Mah in Pavement Butterfly is not a star like Anna May Wong, but she is the focus of attention of many men. The adoration is intoxicating at first, but Mah realizes that she is losing herself for the people who think of her as an item to own. Unlike Mah, Wong, early on, realized her identity was in flux; she saw no difference between herself and her white classmates until they attacked her. As her star elevated, she needed to become fashionable to the public, but Wong enjoyed the lifestyle of a star. “Outside of the fame and money that came with success, Anna May was having a grand ol’ time. She was nineteen, beautiful, and whip-smart despite never having completed high school. She had a quip or comeback for everything, and that made her amusing fare at cocktail hour” Salisbury suggests (59). Parallel to this, Wong never wavered away from her Chinese identity. In an interview, Wong says, “I’ll explain the best I can how it feels to be an America-born Chinese girl—proud of her parents and of her race, yet so thoroughly Americanized as to demand independence, a career, a life her own” (83). Nobody owned her identity, but like Mah in Pavement Butterfly, people tried to make her their own. 

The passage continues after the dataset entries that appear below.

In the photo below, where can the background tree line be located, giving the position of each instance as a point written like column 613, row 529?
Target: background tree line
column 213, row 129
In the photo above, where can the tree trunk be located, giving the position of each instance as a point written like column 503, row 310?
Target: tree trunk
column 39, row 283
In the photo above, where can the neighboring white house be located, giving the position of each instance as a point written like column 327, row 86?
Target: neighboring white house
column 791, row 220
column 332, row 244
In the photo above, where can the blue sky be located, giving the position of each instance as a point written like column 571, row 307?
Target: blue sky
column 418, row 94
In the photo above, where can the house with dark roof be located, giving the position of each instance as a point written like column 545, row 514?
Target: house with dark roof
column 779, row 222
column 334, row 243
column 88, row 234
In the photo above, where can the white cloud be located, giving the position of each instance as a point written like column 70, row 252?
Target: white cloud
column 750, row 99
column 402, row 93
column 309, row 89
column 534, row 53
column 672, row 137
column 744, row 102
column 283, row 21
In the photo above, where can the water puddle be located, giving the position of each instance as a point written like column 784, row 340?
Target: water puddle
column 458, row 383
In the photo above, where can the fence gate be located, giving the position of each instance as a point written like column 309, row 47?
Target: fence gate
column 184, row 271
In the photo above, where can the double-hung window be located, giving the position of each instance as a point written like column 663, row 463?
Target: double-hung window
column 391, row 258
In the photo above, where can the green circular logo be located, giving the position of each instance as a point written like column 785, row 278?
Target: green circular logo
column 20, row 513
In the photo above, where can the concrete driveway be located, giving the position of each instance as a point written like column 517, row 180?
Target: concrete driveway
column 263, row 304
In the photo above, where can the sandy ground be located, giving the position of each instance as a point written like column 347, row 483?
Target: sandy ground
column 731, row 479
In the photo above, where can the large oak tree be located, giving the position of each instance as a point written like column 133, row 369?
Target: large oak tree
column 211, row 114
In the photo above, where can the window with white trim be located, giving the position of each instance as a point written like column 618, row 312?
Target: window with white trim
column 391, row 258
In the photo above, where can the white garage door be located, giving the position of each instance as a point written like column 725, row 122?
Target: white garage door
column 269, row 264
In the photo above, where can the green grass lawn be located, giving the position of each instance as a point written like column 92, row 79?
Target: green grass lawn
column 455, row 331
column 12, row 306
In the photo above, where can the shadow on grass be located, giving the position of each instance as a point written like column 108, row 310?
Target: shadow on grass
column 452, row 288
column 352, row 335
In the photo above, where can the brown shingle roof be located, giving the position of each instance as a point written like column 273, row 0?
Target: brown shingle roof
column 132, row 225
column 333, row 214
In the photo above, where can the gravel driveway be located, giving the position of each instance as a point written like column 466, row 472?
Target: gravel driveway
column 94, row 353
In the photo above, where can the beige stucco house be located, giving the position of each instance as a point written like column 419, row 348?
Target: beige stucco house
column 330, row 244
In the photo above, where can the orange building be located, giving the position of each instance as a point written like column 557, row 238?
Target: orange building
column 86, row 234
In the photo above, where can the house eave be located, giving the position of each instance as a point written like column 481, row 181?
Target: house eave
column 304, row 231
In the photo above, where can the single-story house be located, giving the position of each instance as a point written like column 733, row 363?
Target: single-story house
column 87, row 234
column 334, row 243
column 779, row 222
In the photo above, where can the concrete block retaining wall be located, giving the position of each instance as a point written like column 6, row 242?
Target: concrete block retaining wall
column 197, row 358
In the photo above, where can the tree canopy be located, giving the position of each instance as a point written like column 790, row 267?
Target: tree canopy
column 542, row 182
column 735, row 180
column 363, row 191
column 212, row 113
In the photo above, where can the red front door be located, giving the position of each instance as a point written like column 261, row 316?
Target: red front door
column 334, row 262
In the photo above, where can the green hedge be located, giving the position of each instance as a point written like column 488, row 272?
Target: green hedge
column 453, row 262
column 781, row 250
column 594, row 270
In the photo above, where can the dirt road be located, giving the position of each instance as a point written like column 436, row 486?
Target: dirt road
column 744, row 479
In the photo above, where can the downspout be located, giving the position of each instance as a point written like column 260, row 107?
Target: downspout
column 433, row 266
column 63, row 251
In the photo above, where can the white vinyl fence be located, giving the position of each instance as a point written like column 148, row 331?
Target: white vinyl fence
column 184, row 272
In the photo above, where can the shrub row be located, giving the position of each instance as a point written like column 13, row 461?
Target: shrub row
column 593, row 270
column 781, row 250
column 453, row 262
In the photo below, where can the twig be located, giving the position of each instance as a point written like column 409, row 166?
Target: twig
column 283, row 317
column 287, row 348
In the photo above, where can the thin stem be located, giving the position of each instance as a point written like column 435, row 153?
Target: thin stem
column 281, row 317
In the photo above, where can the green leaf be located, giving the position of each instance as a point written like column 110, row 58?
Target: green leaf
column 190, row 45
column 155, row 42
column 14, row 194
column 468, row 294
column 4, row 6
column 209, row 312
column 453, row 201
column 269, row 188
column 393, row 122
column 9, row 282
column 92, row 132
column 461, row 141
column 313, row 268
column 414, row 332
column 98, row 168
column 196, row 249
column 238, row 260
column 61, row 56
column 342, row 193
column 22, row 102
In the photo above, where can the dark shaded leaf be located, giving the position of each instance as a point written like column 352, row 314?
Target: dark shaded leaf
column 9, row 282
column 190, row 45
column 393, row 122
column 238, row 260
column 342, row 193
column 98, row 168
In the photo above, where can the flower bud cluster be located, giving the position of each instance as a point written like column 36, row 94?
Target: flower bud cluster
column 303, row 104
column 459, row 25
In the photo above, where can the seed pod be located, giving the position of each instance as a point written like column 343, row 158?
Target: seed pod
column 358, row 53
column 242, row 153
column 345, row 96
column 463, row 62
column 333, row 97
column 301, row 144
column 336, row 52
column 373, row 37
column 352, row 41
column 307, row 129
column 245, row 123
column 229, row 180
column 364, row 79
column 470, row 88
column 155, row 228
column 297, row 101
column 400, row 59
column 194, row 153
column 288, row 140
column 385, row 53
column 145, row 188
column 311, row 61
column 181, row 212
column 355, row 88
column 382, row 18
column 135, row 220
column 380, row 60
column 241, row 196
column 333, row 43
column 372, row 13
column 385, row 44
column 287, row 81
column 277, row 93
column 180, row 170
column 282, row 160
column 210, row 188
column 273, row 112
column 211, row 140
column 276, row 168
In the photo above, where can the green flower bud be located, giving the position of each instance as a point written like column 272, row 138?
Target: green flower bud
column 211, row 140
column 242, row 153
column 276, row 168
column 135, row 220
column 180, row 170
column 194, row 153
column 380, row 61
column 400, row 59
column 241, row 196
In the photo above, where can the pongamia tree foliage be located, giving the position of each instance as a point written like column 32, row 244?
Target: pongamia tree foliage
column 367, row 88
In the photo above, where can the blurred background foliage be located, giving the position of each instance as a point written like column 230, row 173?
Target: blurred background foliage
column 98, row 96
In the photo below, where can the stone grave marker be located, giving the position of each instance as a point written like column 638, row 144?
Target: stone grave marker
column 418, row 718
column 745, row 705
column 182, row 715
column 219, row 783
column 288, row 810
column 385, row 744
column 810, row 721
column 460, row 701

Hollywood producers were then and still now are on the hunt for the most fashionable trends to display in their films. These trends fill seats in movie theaters but aren’t always the most thoughtful reflection of our society or of the talents bringing films to life. By the end of Pavement Butterfly, Mah realizes she does not belong to anyone. Anna May Wong knew this too and was aware of Hollywood’s attempts to own her. Wong was an actress audiences adored when portraying certain roles and Hollywood producers capitalized on her popularity. Both Mah and Wong are powerful enough to force institutions to disown them and that is what they want; lives and careers to call their own. The movies Wong made in Europe track this phenomenon—one that not only put her at the very top of the opening credits, but also showed her character learning to be her own person, not belonging to anyone.


Footnotes

1  Salisbury, K. G. (2024). Not your China doll: The wild and shimmering life of Anna May Wong. Dutton, an imprint of Penguin Random House LLC.